Every disagreement seemed catastrophic and triggered compulsive thoughts of past wrongs. If I didn’t make my point forcefully and loudly everything could fall apart, as if it hadn’t already. I had to figure out a way to calm myself. It made me wonder if the local retreat house had an urgent care unit.
I write all this in past tense as if I’ve entirely recovered in 36 hours. The truth is yesterday’s revelation was followed by a comically bad day during which the 2 hours I spent on the phone with the IRS wasn’t close to the worst part. Perhaps it was my refiner’s fire and I’ll be ready to be different after. Either way I felt a little burned.

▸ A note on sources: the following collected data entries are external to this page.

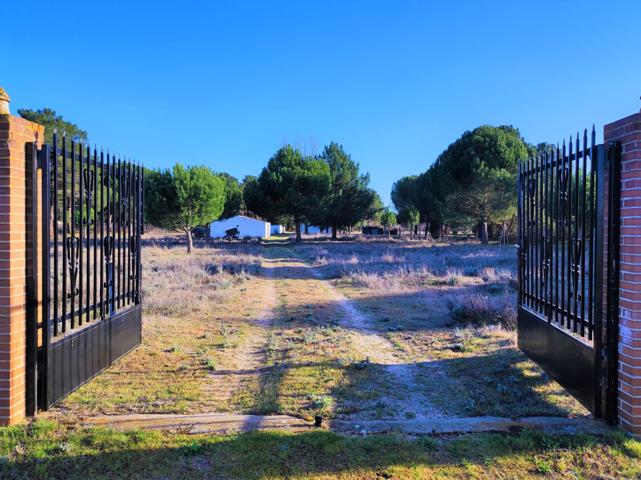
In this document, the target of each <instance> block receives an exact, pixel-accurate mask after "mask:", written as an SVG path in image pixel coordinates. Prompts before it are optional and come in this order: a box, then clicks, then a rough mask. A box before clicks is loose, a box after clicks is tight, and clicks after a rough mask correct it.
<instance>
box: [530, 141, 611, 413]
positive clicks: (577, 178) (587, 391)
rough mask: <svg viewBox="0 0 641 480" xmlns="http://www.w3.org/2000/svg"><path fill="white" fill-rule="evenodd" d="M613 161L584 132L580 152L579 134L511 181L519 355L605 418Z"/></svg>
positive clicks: (608, 354) (543, 156)
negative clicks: (516, 249) (512, 201)
mask: <svg viewBox="0 0 641 480" xmlns="http://www.w3.org/2000/svg"><path fill="white" fill-rule="evenodd" d="M617 152H618V149H617V147H616V145H610V146H608V147H606V146H604V145H596V144H595V132H594V129H593V130H592V135H591V138H590V141H589V142H588V134H587V131H586V132H584V135H583V139H582V141H581V139H580V138H579V136H578V135H577V137H576V139H570V141H569V143H568V144H567V146H566V144H565V143H564V144H563V146H562V147H558V146H557V147H556V148H555V149H552V150H550V151H547V152H543V153H539V154H537V155H535V156H534V157H533V158H531V159H529V160H527V161H525V162H523V163H522V164H521V165H520V167H519V180H518V216H519V232H518V233H519V253H518V256H519V274H518V275H519V308H518V328H519V347H520V348H521V349H522V350H523V351H524V352H525V353H526V354H527V355H528V356H529V357H530V358H532V359H533V360H534V361H536V362H537V363H538V364H539V365H540V366H541V367H542V368H543V369H544V370H545V371H546V372H547V373H548V374H549V375H550V376H551V377H552V378H554V379H555V380H557V381H558V382H559V383H560V384H561V385H563V386H564V387H565V388H566V389H567V390H568V391H569V392H570V393H571V394H572V395H574V396H575V397H576V398H577V399H578V400H579V401H580V402H581V403H582V404H583V405H585V406H586V407H587V408H588V409H590V411H592V412H593V413H594V414H595V415H596V416H603V417H607V418H612V413H613V412H614V410H615V408H616V308H617V307H616V305H615V304H616V294H612V289H613V288H615V284H614V283H613V282H615V281H618V249H617V248H616V245H618V226H617V222H618V215H616V210H617V208H618V201H619V197H618V193H617V192H618V189H619V187H620V186H619V181H618V175H619V174H618V171H619V168H620V162H619V159H618V157H617ZM604 233H606V234H607V236H606V235H604ZM606 240H607V242H606ZM607 245H615V248H612V249H611V250H610V251H608V250H607ZM613 309H614V310H613ZM613 359H614V361H613ZM613 362H614V366H613ZM613 385H614V388H613ZM612 391H614V392H615V393H614V397H613V395H612Z"/></svg>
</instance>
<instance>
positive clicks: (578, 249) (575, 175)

After vocal warm-ups today I started paging through books of music, singing through pieces I knew a bit or not at all. Nothing felt comfortable; I couldn’t quite get my voice warmed up, and I needed to for the vigil mass.
Since it’s the Assumption, I started mindlessly singing through the Salve Regina. I’ve sung it enough time I barely think as I sing. It means a lot to me. One measured note at a time, each syllable forming long phrases, the phrases combining into an ancient prayer.
I know that’s the only way to survive these days: deep breaths followed by one note at a time.